Posons justement les bases de ce débat : la France compte plus de 80 universités réparties dans 27 régions. Est-il légitime, sans aucune consultation politique, de sélectionner une poignée de ces universités pour leur donner moyens et notoriété aux dépens des autres établissements de même nature ? Autrement dit, la refonte sous cette forme de la carte universitaire aurait-elle résisté à un débat parlementaire ? Telles sont les questions que la procédure du Grand Emprunt permettait soigneusement d’éviter. Des appels d’offre — à l’apparence objective et aux allures d’élitisme républicain — sont venus se substituer à une consultation nationale sur le rôle de l’Université ainsi que sur son implantation territoriale. De même, à l’intérieur de l’Enseignement Supérieur et de la Recherche, des dispositions ont été prises pour que la discussion ne puisse avoir lieu : les appels d’offre ont été lancés dans une telle précipitation et avec des délais si courts qu’aucune consultation des personnels n’était envisageable au sein des universités, des grandes écoles et des organismes de recherche.
Les premiers résultats de cette politique sont là et les constats se font amers, notamment concernant la répartition territoriale : comme l’a relevé Louis Vogel, président de la conférence des présidents d’université, « les lauréats (des labex) se concentrent en région parisienne, en Alsace, en Rhône-Alpes et un peu dans le Sud. En revanche, le Grand Ouest, une partie de l’Est ou le nord de la France sont désertés » (Le Monde, 4 avril 2011). Le corollaire de la politique d’excellence, en effet, c’est la marginalisation symbolique et financière des autres établissements d’Enseignement Supérieur et de Recherche, pour lesquels aucune perspective n’a été envisagée et dont le seul horizon à terme pourrait être de se voir réduits à de simples pôles universitaires de proximité proposant des licences professionnelles.
Ces choix ont des retombées économiques et sociales immédiates. Deux questions se posent : comment peut-on engager un remaniement de la carte universitaire de cette ampleur sans l’accompagner d’une réflexion préalable sur les inégalités qu’engendrera immanquablement le Grand Emprunt tant entre les régions qu’à l’intérieur d’une même région ? Peut-on accepter qu’aucune mesure économique n’ait été prise en faveur de la mobilité des étudiants, quand la restriction de l’éventail des formations proposées et des recherches qui leur sont adossées contraindra les jeunes générations à davantage de déplacements ? Le Grand Emprunt, en effet, pose de manière aigue la question de l’accès à l’Enseignement Supérieur et de son coût, soit celle de la sélection sociale des étudiants. Loin de résorber les inégalités, le Grand Emprunt contribuera à les accroître : pour des raisons géographiques et financières, les grandes universités deviendront inaccessibles à une partie des étudiants.

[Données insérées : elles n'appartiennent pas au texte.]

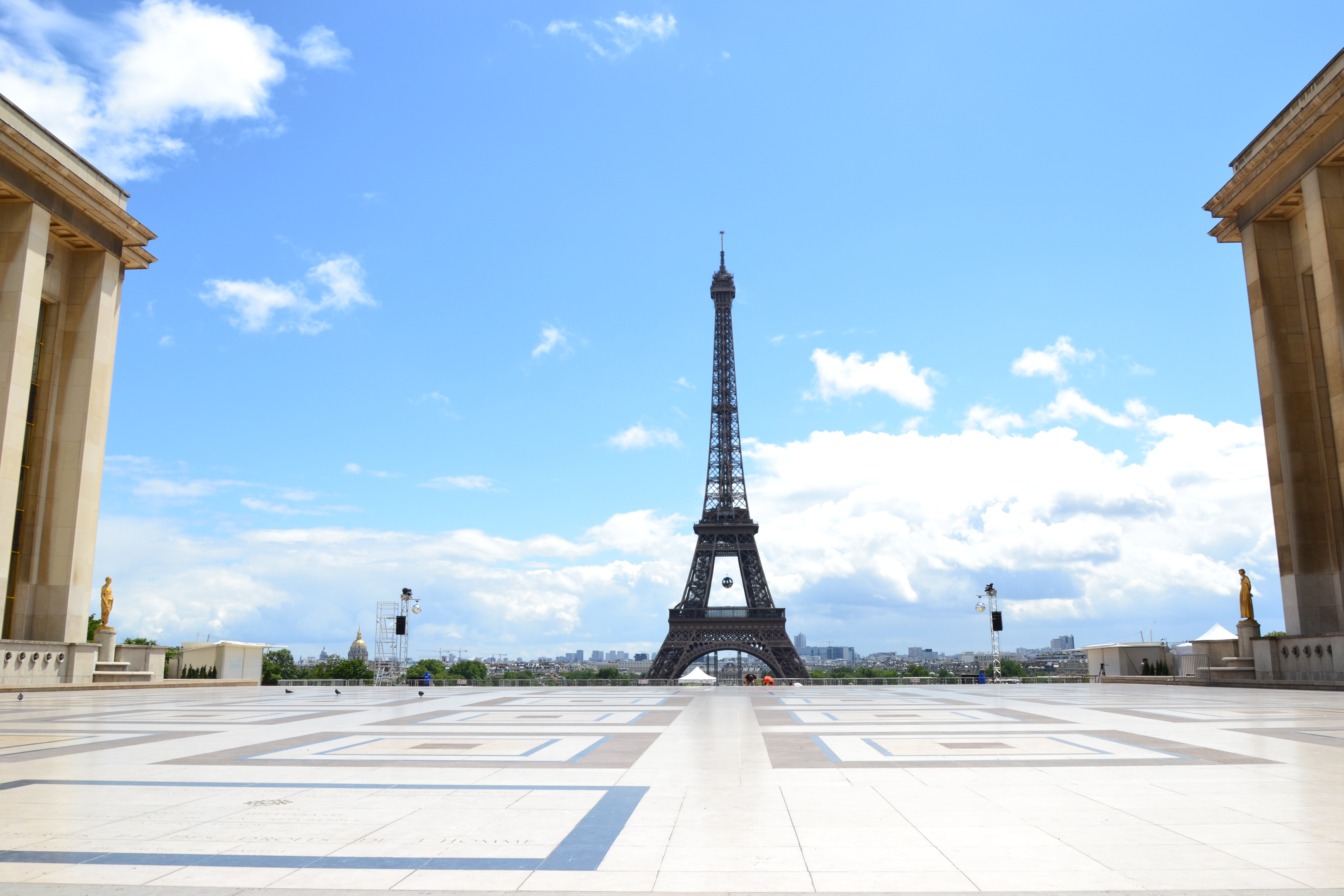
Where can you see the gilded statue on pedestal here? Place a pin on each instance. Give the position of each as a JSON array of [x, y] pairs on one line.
[[107, 601], [1248, 610]]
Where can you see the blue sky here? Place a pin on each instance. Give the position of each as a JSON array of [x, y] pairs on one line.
[[432, 311]]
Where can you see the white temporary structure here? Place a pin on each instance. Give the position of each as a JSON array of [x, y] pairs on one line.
[[698, 678], [1217, 633]]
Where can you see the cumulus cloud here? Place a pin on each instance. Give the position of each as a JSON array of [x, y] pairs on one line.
[[1070, 405], [118, 89], [987, 418], [1050, 360], [873, 539], [489, 587], [459, 483], [921, 520], [553, 339], [321, 49], [890, 374], [264, 305], [640, 437], [617, 37]]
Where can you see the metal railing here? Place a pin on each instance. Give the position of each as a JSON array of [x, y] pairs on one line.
[[726, 613], [655, 683]]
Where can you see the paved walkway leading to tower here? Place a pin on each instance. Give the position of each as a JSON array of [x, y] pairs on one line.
[[838, 789]]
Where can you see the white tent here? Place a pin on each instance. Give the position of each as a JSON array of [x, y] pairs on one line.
[[697, 678]]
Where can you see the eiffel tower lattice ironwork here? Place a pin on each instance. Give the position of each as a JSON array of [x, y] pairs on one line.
[[726, 530]]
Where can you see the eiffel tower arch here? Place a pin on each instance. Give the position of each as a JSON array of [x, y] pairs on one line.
[[726, 530]]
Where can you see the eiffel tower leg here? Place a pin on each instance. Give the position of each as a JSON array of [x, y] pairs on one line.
[[753, 574], [691, 639], [702, 574]]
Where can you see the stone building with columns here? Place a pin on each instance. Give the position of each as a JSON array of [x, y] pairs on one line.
[[1285, 206], [66, 242]]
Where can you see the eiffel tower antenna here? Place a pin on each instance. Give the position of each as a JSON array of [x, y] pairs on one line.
[[726, 530]]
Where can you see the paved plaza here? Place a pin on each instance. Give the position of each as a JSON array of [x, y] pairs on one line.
[[838, 789]]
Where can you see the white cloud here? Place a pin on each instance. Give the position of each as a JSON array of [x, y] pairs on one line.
[[890, 374], [869, 536], [991, 420], [321, 49], [620, 36], [553, 338], [268, 507], [158, 488], [115, 89], [1070, 405], [262, 304], [640, 437], [1050, 360], [459, 483]]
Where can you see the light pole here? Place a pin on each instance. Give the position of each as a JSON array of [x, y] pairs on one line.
[[996, 625]]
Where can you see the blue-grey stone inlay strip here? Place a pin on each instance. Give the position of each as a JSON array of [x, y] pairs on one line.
[[582, 850]]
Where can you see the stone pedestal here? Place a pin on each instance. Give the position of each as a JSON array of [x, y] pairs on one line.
[[107, 639], [1246, 629]]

Derrière des mesures d’apparence technocratiques, le Grand Emprunt est donc un dispositif éminemment politique destiné à mettre en oeuvre une réforme universitaire profonde dont les conséquences sur le développement du territoire se feront sentir à long terme. Au delà de cette dimension, d’autres transformations se profilent, qui touchent à la nature même des universités. Jusqu’à présent, les universités relevaient du service public. A ce titre, elles recevaient leurs moyens de fonctionnement dans le cadre du budget de l’Etat, en conformité avec les missions de production et de transmission des connaissances qui étaient les leurs, ainsi que celle d’égalité d’accès au savoir. Or les réformes actuelles mettent à mal le lien entre le mode de financement et la mission générale de service public.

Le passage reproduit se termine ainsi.